Several reports have shown that the Microsoft Exchange mass cyber attack has already affected thousands of small and medium businesses worldwide, and therefore, millions of users worldwide have been affected.
Microsoft’s corporate vice president (Customer Security, Trust) Tom Burt said, “While hafnium is from China, it primarily operates in the US through leased virtual private servers (VPS).” The company has issued security updates to protect custumers running Exchange Server and appeals to all Exchange Server customers to implement these updates immediately.

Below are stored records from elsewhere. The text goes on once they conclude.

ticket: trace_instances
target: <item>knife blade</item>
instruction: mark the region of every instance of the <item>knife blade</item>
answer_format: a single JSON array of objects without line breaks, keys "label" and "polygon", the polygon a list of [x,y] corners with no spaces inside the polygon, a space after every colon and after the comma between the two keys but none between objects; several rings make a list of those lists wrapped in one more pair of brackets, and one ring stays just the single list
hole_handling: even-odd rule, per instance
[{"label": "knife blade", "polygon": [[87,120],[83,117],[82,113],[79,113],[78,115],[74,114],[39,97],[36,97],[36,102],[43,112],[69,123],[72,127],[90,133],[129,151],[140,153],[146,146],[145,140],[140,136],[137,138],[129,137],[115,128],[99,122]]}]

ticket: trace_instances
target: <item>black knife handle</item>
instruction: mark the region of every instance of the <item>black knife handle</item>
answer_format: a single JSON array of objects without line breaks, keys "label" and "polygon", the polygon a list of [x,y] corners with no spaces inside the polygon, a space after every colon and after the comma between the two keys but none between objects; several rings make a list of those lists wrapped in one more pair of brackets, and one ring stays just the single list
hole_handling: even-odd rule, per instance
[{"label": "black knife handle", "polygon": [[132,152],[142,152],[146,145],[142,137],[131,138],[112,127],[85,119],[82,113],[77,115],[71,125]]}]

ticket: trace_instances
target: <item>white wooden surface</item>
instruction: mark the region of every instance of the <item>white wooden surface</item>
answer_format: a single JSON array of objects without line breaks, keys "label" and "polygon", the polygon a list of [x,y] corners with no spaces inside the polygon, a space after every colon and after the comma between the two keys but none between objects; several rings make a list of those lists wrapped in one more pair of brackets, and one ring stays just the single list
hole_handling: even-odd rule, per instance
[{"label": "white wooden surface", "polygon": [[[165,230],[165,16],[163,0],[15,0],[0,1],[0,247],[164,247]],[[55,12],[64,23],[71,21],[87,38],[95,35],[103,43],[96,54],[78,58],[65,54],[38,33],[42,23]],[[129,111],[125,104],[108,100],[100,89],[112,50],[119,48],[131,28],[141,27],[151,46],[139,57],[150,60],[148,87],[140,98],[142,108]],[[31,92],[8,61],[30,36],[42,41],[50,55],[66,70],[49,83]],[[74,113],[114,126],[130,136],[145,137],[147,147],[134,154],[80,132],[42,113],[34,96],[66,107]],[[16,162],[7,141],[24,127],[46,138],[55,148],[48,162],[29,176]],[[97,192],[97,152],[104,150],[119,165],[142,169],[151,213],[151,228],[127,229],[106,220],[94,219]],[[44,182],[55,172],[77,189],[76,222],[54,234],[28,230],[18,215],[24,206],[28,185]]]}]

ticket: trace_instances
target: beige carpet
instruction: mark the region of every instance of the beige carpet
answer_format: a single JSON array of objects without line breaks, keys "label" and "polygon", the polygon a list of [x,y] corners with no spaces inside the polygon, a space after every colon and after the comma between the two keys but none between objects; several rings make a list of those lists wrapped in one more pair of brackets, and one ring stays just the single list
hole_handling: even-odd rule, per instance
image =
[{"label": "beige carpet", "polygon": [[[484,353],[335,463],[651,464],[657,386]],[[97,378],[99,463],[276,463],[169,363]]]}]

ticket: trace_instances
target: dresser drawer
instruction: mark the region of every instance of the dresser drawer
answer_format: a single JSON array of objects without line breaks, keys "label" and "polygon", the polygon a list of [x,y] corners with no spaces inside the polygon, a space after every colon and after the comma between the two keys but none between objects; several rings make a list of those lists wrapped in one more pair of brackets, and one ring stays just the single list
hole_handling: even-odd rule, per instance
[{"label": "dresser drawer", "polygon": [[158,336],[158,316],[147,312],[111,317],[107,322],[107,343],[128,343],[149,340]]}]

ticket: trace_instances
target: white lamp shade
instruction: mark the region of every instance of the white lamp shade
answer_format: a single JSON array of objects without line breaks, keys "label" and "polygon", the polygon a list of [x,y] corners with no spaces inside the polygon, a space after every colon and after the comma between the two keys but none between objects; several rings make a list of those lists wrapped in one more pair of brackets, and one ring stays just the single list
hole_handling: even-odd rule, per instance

What is Microsoft Exchange Mass Cyber Attack?On March 2, Microsoft said that flaws have been found in the Exchange server mail and calendar software for corporate and government data centers. The company released patches for the 2010, 2013, 2016 and 2019 exchange versions. Microsoft usually issued patches to the second mangrover every month, but news of an attack on Exchange software first surfaced on Tuesday. A Bloomberg report claimed that more than 60,000 organizations have already been affected in the USA alone,
Security blogger Brian Krebs wrote in his blog that Microsoft also took the unusual step of releasing patches for the 2010 version, even though support for it expired in October. This shows that Microsoft Exchange Server code has been missing for more than 10 years. The hackers initially targeted only a few in February, then later they spotted the softwares with flaws.
Are people taking advantage of the flaws?
Yes, Microsoft said that the main group exploiting the flaws is a nation-state group based in China, which they call hafnium.
When did the attacks start?
According to security company Volexity, attacks on exchange software started in early January. Volksity has been credited with identifying some issues by Microsoft.
The Microsoft Threat Intelligence Center (MSTIC) has discovered that hafnium steals passwords before reaching an Exchange server. Second, it creates a web shell from which the server can be remotely controlled. Third, it uses remote access that runs on a US-based private server.
For information, let us tell you that this is the eighth time in the last 12 months when Microsoft has publicly revealed nation-state groups targeting institutions important to civil society.